Now the United States Court of Appeals for the Second Circuit has affirmed the judge’s opinion by a 2-1 vote.
The case of the Cannibal Cop still doesn’t entirely settle this basic question of the Internet age (as expressed by The New York Times): “When does a plot discussed in Internet chat rooms cross the line into actual criminality?”
I’m happy to live in a culture that values the privacy of each person’s mind, no matter how gruesome and unseemly, and that we spend time and energy addressing questions like this.
Meanwhile, in Los Angeles, the city council on Nov. 26 authorized a proposal to collect license plate numbers of cars seen in areas known for prostitution and to send the car owners “Dear John” letters.
According to an Associated Press report, similar letters used elsewhere are typically written in a “cordial tone,” reminding recipients that prostitution isn’t a “victimless crime,” nor is it “an act between two consenting adults.”
Civil libertarians have pushed back over this assumption of guilt.
I'll decline to take a position on these two efforts to prevent crimes before they happen, except to note the complexity, controversy and tinge of sanctimony embodied in both.
And to wonder, if we want to prevent crime, why we don’t go for the lower-hanging fruit?
The notion that more educated citizens are much less likely to wind up in prison is thoroughly intuitive. It’s also borne out by study after study.
The American Prospect reported that in 2008, Texas spent $175 million to imprison residents from just 10 neighborhoods in Houston.
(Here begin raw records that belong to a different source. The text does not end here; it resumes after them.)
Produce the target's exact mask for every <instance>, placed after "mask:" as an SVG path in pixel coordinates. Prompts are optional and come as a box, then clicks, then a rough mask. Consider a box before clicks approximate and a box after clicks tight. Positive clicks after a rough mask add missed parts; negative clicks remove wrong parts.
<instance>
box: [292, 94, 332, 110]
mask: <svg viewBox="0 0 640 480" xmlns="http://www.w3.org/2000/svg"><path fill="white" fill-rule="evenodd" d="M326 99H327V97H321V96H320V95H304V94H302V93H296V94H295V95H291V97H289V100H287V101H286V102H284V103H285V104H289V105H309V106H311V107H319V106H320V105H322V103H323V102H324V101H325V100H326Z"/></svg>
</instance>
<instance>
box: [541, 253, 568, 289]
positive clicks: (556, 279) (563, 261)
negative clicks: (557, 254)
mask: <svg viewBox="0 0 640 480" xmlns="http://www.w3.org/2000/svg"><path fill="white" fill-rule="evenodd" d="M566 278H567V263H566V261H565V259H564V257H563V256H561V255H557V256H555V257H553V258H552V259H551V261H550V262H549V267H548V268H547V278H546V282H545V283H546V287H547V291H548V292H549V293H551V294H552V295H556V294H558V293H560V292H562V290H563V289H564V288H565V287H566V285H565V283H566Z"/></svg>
Of the six Houston schools evaluated “lower-performing,” five are in the neighborhoods with the highest rates of incarceration.
Of the 12 higher-performing schools, eight are in the lowest-incarceration neighborhoods.
Yet while Texas spends more than $21,000 per year to keep an inmate incarcerated, it spends around $9,500 to educate each student.
We’re distracted from the fact that spending more and working harder on education could actually prevent crimes long before they happen.